AI continues to make its way into all facets of big industry

Tech companies continue to make significant advancements to artificial intelligence (AI) that are taking data analysis to new levels. The latest development comes from Fujitsu Laboratories, Ltd., which has just introduced the first AI technology that can capture essential features, including the distribution and probability of high-dimensional data, improving the accuracy of AI detection. High-dimensional data continues to be challenging when it comes to processing it due to the high level of complexity, and this new product might have a solution for it.

Communications networks access data, images and types of medical data are among those high-dimensional data that are difficult to process because it is harder to obtain the characteristics of the target data. So far, to read this data nowadays, the dimension of the input is reduced using deep learning, which led to AI to make some incorrect judgments. What Fujitsu has done is combine deep learning technology with the expertise it has in technology for compressing images, which has been developed and improved over the course of many years.

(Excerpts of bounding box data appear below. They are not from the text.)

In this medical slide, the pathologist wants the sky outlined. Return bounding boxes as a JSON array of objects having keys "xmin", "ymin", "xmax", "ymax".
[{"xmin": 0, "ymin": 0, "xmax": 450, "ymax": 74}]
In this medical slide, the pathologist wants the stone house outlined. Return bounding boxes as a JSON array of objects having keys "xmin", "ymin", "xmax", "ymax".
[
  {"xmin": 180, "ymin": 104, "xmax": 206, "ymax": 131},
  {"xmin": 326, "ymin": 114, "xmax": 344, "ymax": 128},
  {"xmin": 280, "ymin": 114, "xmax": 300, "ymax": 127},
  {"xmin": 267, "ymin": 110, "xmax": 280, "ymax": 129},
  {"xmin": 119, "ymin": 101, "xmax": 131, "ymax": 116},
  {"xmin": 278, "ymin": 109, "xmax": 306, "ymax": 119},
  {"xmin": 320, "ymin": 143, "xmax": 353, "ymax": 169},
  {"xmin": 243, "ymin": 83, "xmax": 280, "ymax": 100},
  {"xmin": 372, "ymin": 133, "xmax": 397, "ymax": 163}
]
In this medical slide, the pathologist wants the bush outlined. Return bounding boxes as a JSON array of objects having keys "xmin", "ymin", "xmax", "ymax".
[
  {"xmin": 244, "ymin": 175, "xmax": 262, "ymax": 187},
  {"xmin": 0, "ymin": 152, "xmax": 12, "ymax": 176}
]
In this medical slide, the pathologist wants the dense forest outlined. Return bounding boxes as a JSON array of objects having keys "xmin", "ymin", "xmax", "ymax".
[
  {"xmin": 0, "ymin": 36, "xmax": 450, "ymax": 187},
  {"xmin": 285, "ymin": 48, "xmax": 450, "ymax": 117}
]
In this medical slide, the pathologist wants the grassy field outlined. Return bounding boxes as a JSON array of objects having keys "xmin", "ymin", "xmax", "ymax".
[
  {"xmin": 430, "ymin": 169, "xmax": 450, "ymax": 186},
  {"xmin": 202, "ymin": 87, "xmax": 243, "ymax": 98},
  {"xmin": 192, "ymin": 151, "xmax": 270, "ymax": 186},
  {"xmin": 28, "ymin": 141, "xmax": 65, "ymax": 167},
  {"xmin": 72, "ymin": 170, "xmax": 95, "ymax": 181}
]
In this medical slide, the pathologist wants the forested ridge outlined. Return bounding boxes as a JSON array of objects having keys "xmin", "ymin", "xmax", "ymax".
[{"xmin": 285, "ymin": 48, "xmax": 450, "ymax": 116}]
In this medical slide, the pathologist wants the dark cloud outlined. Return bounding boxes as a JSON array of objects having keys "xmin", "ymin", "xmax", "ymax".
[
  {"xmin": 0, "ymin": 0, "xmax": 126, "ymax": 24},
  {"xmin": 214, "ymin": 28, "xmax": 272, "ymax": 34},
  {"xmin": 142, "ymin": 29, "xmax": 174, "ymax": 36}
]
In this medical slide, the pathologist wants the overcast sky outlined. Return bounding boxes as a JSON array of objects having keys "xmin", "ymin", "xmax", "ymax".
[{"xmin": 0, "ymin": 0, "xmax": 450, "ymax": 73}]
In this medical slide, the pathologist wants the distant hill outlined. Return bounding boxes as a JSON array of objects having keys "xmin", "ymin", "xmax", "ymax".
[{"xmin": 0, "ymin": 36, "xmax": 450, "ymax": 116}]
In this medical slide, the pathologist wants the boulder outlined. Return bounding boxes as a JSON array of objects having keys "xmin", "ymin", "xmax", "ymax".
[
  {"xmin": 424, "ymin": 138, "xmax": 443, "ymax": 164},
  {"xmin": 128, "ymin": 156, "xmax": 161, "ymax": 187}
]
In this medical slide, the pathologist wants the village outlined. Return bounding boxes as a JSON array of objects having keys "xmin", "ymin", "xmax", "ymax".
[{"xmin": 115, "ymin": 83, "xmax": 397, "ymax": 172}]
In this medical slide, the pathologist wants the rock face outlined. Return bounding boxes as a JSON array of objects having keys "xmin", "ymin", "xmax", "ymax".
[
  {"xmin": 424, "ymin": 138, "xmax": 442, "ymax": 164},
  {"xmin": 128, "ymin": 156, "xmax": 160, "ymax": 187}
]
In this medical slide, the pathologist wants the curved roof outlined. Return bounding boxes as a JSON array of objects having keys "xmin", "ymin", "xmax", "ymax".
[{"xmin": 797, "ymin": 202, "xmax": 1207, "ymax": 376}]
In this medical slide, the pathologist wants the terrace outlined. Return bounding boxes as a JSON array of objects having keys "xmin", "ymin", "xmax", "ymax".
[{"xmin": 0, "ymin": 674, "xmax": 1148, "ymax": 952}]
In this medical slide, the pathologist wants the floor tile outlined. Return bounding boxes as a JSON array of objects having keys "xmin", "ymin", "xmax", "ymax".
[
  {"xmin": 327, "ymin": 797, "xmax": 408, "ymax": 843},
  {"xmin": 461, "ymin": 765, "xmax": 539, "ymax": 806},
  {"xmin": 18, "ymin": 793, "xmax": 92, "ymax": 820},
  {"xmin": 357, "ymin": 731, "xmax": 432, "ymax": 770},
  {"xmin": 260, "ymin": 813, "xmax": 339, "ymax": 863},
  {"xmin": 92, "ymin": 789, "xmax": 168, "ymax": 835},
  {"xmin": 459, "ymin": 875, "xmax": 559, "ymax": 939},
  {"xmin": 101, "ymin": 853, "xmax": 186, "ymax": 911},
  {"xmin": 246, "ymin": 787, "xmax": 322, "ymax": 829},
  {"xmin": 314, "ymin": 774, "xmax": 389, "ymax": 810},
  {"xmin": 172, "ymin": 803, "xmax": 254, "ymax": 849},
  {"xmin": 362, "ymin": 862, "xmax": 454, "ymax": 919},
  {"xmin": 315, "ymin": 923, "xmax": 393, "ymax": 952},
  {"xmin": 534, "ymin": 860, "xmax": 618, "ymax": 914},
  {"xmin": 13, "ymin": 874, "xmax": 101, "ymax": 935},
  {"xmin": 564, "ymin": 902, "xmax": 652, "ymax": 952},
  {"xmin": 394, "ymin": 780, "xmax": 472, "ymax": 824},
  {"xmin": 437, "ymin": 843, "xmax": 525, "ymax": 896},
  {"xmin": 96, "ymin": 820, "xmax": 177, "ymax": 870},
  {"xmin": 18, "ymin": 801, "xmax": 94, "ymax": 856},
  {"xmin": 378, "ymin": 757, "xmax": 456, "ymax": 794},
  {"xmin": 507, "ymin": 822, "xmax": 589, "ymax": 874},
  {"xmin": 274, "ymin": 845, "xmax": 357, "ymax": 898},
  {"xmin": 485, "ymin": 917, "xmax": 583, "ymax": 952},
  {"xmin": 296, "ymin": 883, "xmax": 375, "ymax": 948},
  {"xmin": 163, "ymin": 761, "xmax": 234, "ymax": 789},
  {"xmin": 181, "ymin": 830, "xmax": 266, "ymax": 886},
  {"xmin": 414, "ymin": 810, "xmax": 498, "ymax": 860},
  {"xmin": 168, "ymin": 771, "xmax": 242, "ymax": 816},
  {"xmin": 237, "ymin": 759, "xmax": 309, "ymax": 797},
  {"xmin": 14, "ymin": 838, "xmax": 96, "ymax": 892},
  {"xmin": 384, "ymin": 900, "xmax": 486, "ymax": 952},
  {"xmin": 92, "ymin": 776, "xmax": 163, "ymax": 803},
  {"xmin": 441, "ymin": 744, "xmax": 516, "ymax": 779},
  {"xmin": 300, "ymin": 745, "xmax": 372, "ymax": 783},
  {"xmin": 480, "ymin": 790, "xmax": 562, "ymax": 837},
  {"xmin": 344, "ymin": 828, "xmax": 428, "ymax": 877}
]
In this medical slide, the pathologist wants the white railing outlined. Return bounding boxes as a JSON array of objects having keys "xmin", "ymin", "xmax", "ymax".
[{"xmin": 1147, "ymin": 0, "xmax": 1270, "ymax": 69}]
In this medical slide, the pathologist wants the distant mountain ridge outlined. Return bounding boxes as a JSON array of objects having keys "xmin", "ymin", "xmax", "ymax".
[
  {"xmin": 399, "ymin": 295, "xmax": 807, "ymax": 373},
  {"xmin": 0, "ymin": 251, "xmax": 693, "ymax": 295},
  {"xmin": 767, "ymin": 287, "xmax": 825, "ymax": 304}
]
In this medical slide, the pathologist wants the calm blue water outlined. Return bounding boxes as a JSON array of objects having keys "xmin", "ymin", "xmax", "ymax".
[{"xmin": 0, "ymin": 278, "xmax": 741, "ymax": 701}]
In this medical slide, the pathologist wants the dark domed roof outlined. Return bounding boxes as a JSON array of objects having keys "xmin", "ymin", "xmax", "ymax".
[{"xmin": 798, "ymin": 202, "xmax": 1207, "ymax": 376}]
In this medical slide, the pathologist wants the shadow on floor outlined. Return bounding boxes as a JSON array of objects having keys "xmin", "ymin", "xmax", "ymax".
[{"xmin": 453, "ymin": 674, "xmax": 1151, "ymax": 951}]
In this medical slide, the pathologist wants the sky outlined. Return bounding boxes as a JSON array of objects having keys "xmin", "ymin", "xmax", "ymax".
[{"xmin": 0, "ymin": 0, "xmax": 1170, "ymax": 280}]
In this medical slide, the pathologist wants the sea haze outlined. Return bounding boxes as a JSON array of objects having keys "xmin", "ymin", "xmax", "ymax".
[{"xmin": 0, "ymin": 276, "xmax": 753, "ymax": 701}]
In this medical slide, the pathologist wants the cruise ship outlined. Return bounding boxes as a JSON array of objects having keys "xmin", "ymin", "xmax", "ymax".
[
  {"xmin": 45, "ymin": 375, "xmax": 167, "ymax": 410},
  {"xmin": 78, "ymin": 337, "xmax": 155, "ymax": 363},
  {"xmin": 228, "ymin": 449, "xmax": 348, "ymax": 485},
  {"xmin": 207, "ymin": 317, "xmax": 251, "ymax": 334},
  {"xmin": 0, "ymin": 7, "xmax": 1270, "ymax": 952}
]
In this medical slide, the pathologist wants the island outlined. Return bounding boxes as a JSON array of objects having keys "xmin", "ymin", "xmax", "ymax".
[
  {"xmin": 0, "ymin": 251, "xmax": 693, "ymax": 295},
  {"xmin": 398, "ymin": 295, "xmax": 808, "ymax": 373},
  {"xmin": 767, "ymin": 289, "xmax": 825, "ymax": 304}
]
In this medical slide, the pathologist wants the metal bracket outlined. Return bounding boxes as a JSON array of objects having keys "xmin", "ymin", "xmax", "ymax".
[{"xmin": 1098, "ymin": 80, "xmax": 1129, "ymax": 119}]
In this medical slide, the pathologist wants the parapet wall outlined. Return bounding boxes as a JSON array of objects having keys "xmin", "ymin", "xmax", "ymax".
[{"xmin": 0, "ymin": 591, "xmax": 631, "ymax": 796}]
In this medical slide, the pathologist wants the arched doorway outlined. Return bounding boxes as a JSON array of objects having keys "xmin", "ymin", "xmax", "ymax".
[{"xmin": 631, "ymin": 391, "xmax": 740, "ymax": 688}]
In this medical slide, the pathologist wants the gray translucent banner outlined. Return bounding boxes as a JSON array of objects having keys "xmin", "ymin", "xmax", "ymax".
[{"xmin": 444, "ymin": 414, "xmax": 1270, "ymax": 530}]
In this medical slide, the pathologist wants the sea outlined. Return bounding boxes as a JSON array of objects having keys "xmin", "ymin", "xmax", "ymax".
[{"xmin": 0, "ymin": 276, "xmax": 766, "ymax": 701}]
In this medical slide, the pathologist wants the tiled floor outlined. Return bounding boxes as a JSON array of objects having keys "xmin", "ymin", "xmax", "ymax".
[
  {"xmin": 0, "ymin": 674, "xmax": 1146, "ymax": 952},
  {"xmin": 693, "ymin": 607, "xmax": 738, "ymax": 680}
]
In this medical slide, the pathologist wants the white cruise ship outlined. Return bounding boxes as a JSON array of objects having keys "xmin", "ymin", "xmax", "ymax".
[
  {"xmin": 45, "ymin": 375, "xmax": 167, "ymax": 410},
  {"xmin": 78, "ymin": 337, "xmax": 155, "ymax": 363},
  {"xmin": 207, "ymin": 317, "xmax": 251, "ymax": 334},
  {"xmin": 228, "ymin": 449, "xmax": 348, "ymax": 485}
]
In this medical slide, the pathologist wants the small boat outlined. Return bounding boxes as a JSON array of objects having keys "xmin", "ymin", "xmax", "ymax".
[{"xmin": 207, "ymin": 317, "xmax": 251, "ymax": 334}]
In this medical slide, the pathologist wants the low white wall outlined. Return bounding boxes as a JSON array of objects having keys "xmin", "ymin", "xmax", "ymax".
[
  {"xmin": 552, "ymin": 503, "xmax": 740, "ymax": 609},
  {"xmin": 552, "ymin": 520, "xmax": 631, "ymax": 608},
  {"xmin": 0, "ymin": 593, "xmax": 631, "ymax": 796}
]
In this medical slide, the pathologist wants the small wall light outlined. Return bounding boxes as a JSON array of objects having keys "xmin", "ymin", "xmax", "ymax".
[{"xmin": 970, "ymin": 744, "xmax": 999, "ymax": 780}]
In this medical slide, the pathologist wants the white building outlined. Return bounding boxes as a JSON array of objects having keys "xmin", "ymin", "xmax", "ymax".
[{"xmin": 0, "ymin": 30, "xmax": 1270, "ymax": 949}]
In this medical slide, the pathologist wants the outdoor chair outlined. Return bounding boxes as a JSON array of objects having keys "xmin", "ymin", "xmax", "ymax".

The company’s work on this field allows the optimization of the processing of high-dimensional data using deep learning technology. This application means that the data is extracted with more accuracy by combining information theory used in image compression with deep learning. This means that first, deep learning will take care of the reduction by optimizing the number of dimensions to be reduced and, after that, the data gets distributed.

“This represents an important step to addressing one of the key challenges in the AI field in recent years: capturing the probability and distribution of data. We believe that this technology will contribute to performance improvements for AI, and we’re excited about the possibility of applying this knowledge to improve a variety of AI technologies,” said Akira Nakagawa from Fujitsu Laboratories.